Baker was noticeably quiet this week, but also went on the radio to donate and help raise money for the Jimmy Fund, spending more time during his WEEI interview talking about Tom Brady and Charlie Watts than any public policy.
Baker did, however, record a two-part interview with Jon Keller that will begin airing this Sunday before he and First Lady Lauren Baker headed out of town for the weekend on a “personal trip” to Tennessee.
Speaking of travel, Congressman Seth Moulton made international news when he and U.S. Rep. Peter Meijer, a Michigan Republican, snuck away on a secret reconnaissance mission to Kabul in defiance of the State Department and other agencies.
Moulton and Meijer, both veterans, wanted to observe first hand the conditions on the ground as the United States continued to evacuate American and Afghan allies from Afghanistan, but the trip drew strong condemnation from many who accused the pair of staging a political stunt and distracting from the mission on the ground.
Moulton rebutted that criticism, and the pair was back on U.S. soil by the time the Kabul airport became the site of a deadly terrorist bombing that killed dozens, including U.S. soldiers.
The Bakers may be making the most of the waning days of summer, but chances to win $1 million by getting vaccinated are over.
The final two winners of the VaxMillions sweepstakes were drawn this week, with the prizes going to Leominster’s Cynthia Thirath and Gretchen Selva, a sophomore at Four River Charter Public School in Greenfield, who hopes to study music.
It may never be known how many of the 2.5 million entrants in the vaccine Lottery got the shot just for a chance to win, but Treasurer Deb Goldberg is convinced that at the end of the day it was a “win-win for everyone.”
Rep.

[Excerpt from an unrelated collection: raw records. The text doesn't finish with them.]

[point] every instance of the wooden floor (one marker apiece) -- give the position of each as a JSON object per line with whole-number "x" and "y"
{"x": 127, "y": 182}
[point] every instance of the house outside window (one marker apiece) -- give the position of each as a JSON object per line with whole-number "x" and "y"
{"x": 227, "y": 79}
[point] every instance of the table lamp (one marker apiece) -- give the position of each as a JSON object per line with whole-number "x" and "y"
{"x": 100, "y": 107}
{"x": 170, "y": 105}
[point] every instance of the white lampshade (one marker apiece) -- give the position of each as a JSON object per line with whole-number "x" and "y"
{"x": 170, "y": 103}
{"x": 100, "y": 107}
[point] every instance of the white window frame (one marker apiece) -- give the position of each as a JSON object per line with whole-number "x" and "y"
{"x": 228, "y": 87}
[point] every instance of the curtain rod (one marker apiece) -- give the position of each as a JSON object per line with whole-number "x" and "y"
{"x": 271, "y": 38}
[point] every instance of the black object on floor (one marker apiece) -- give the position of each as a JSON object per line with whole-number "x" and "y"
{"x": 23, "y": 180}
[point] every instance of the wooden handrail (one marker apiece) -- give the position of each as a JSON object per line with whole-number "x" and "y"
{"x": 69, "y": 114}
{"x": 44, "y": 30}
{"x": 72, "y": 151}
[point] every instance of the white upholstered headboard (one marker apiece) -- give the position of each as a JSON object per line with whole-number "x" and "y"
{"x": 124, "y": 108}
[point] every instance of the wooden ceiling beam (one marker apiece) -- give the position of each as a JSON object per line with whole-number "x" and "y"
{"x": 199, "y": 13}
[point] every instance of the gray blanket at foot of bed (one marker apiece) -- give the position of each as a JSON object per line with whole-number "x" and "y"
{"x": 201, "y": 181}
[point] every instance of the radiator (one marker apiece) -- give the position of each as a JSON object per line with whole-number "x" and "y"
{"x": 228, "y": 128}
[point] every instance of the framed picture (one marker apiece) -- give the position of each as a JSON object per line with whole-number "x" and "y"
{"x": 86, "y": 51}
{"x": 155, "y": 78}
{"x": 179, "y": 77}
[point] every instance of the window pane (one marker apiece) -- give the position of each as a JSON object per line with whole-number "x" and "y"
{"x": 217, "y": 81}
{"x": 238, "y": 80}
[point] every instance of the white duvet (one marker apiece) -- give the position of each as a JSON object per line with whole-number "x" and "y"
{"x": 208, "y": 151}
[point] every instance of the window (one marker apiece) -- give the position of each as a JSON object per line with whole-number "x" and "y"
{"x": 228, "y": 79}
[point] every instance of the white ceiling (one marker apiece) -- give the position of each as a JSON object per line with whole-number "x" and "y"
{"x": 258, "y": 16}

Andy Vargas is hoping it will be a win-win just for him in the 2022 primary and general elections as the Haverhill Democrat first elected to the House in 2017 launched his campaign for state Senate this week. Vargas is running in the district currently represented by Sen. Diana DiZoglio, who is running statewide for auditor. If elected, he would be the first Dominican-American to be sworn into the Massachusetts Senate.
Long before that race is decided, a new state representative from the 4th Essex District will be seated in the House.

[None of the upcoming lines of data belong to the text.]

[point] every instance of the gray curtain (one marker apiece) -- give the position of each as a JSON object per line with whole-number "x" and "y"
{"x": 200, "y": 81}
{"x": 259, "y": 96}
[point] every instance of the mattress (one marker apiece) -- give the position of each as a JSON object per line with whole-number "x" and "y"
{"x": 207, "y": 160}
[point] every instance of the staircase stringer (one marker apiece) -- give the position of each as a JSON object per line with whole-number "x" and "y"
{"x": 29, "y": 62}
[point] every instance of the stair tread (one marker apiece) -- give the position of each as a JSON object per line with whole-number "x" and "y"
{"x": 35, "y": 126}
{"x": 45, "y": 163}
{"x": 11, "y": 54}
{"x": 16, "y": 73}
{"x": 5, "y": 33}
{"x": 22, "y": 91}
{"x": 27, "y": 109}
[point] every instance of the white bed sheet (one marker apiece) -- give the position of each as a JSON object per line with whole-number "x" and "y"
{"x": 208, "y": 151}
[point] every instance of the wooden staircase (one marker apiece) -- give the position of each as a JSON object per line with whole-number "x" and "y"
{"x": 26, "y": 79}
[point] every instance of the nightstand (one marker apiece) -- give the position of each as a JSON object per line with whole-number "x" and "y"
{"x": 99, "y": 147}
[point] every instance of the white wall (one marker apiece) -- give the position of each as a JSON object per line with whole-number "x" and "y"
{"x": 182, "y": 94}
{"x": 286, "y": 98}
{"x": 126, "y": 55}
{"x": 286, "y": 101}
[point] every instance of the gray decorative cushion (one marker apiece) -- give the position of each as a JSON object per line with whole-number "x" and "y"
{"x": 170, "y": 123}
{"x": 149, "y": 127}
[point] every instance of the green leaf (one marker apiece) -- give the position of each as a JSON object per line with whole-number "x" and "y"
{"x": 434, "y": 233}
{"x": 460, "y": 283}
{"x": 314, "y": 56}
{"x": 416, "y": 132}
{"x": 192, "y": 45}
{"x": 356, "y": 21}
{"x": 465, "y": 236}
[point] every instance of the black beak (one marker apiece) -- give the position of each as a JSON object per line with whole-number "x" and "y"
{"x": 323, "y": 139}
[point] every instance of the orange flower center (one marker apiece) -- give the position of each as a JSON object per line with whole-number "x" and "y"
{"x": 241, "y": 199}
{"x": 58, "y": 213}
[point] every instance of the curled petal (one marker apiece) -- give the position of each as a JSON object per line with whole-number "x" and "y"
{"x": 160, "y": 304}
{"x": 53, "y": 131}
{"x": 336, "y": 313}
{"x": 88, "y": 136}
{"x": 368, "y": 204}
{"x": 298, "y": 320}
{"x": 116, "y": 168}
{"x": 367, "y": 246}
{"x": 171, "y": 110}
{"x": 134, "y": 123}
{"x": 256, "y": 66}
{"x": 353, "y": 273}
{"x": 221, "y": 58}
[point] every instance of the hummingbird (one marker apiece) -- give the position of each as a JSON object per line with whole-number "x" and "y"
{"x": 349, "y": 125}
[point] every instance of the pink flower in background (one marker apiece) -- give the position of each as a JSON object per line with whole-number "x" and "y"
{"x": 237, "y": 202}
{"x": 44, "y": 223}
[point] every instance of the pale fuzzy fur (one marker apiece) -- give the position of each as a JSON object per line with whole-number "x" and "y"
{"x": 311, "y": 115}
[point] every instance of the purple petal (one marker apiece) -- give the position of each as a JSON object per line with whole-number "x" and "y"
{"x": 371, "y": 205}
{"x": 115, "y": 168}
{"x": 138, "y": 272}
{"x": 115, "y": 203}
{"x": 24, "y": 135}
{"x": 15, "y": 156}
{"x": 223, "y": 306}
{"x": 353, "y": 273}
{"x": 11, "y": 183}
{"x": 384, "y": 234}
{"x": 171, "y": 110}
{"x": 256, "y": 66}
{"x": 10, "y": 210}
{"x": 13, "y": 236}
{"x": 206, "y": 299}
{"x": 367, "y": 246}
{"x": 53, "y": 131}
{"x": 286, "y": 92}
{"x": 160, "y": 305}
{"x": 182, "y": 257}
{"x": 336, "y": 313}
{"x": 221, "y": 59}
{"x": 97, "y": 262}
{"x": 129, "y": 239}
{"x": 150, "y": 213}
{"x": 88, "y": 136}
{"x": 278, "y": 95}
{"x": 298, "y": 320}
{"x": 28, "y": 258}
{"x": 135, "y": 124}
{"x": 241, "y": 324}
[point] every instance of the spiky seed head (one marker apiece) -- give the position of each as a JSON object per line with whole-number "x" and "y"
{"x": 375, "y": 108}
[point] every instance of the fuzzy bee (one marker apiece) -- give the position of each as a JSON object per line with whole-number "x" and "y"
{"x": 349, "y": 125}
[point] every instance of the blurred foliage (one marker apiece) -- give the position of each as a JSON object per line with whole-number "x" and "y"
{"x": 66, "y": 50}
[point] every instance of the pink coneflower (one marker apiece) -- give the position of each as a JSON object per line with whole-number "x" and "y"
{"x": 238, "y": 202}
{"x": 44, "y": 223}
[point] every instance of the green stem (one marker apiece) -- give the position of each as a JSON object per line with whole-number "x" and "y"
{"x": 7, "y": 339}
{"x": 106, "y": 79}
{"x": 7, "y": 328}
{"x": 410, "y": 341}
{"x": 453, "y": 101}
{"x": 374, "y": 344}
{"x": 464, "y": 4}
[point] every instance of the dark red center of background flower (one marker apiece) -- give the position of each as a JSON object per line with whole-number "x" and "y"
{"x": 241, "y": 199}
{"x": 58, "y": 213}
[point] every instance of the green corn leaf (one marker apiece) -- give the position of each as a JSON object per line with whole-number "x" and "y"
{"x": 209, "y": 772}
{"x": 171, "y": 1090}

Rep. Brad Hill plans to leave next month to become the newest member of the Massachusetts Gaming Commission, and the House this week set the election dates to replace him. The primaries will be held on Nov. 2, followed by a general election on Nov. 30 as the Republican Party — down to 30 seats in the House — attempts to stop the bleeding and hold on to a seat held by Hill since he was first elected in 1998.
Trailing in new public and internal polls released this week that showed City Councilor Michelle Wu leading the pack to become the next mayor of Boston, Mayor Kim Janey pulled back the city’s waterfront redevelopment plan, casting fresh doubt on plans for 600-foot tower on the site of the Boston Harbor Garage next to the New England Aquarium.
There’s intense interest in what happens to Boston’s waterfront, and understandably so, but Hampden District Attorney Anthony Gulluni wishes just a little more attention could be paid to properties not along the eastern seaboard.
Gulluni pulled his staff from the Roderick Ireland Courthouse in Springfield on Wednesday where he said the conditions of the building had deteriorated so much that visible mold was growing in parts of the structure.
Until a remediation team could conduct a thorough decontamination of the building, Gulluni said prosecutors would only work inside on an as-needed basis for trials and other proceedings, but he also said it was time to put a more permanent solution on the books.
“I believe that if we were farther east this building would have been replaced a long time ago,” Gulluni said.
STORY OF THE WEEK: Public sector vaccine mandates proliferate.
SONG OF THE WEEK: For a week in which the Supreme Court blocked President Biden’s eviction moratorium and the world lost Charlie Watts. R.I.P.